原来是专程来给我送蛋糕啊,是啊,今天是我生日,好像是十七岁生日。我原本都已经忘了,都怪那些可恶的app特意发消息来提醒我,它们以为自己很幽默吗?害我有些难受,没有背单词就想钻进被窝里什么都不管不顾的睡大觉。
“去年你生日我没送你东西,心里总觉得有点愧疚,今年想破脑袋也没想出送你什么礼物好,网上那些东西没什么实用性,看你后爸好像对你也不太好,可能没有蛋糕吃,就做个蛋糕给你吃,顺便谢谢你陪我回老家。”
看着这个蛋糕我应该惊喜的给聂慕齐一拳,说我们果然是一辈子的好兄弟,然后请他一起去饭店把蛋糕分了,大吃一顿。可是我心里涌现出好多情绪,不知道是想哭还是想笑,除了冷漠的说谢谢什么也说不出来。
他生日的时候我一次礼物都没送过,我甚至不知道他生日在哪天。
不对,我知道。小时候他邀请过我去参加他的生日宴,我从家里逃出,去到那个富丽堂皇的酒店。
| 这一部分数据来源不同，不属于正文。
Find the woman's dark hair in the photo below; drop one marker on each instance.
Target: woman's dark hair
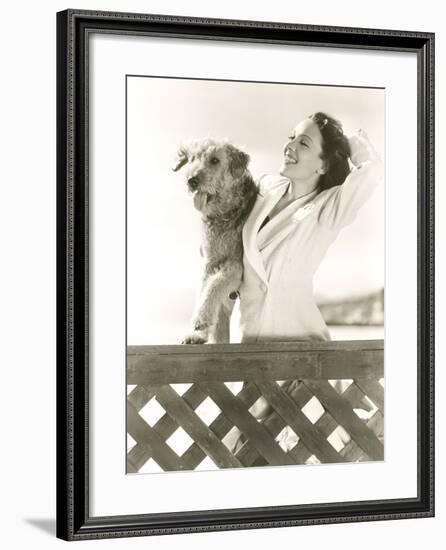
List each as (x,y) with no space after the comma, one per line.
(335,151)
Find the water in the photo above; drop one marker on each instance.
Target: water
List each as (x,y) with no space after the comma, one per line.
(354,332)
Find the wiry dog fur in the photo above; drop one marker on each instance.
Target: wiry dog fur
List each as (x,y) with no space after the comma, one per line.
(224,193)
聂慕齐的继父真的很喜欢他这个继子,给他过得第一个生日就是在酒店里,邀请了很多打拼的兄弟,向大家公布,这是他的儿子,也会是他唯一的儿子。
那个地方太奢侈了,我以前只是从那硕大的玻璃窗前路过,视线不经意划过玻璃窗,有人在那里办婚礼,台下满堂宾客,新郎亲吻新娘,交换戒指,隆重而庄严。
见证婚姻的庄重地方,竟然能给人过生日,我不敢置信,即使事实摆在我眼前。
生日宴会人太多,聂慕齐穿的像一个王子一样在各种大人中徘徊,许叔叔带着他和许诺给人敬酒,许诺像是第一次参加这种场合,穿着公主裙也怯懦的捧着酒杯,吞吞吐吐蹦出两三个破碎的词语。
聂慕齐则落落大方,别人嘲讽许叔叔开个分店就在这儿装大款,他一脸无辜,口角生风,口若悬河给那人骂回去,许叔叔摸着他的脑袋哈哈大笑,一个劲儿夸耀:“我儿子和我一样,牛比!”
我坐在最外面的位置,把准备送给聂慕齐的画揉碎在口袋里,这个礼物经不起那么多人的注视,就让我成为一个骗吃骗喝的小孩好了。
可是,那渺小的虚荣心还是抑制不住的发酵,我嫉妒聂慕齐,就让我一直没良心下去吧,他送我的礼物我全盘接受,他过生日,我却装作不知道,一直遗忘,直到真的遗忘。
遗忘了,就不会伤心。
我真对不起聂慕齐,他越对我好,我越觉得难受,因为我这个阴暗的人不但不会报答他,还会辜负他的好意。
可我们俩总会纠缠在一起,以为小学毕业后再也不会见面,没想到高二分班,进教室的第一眼,我就与他视线相交。
“一个世纪过去了,只有一句谢谢吗?你快说你辛苦了,我太感动了,除了给你和许诺姐当奴隶我什么都不干!”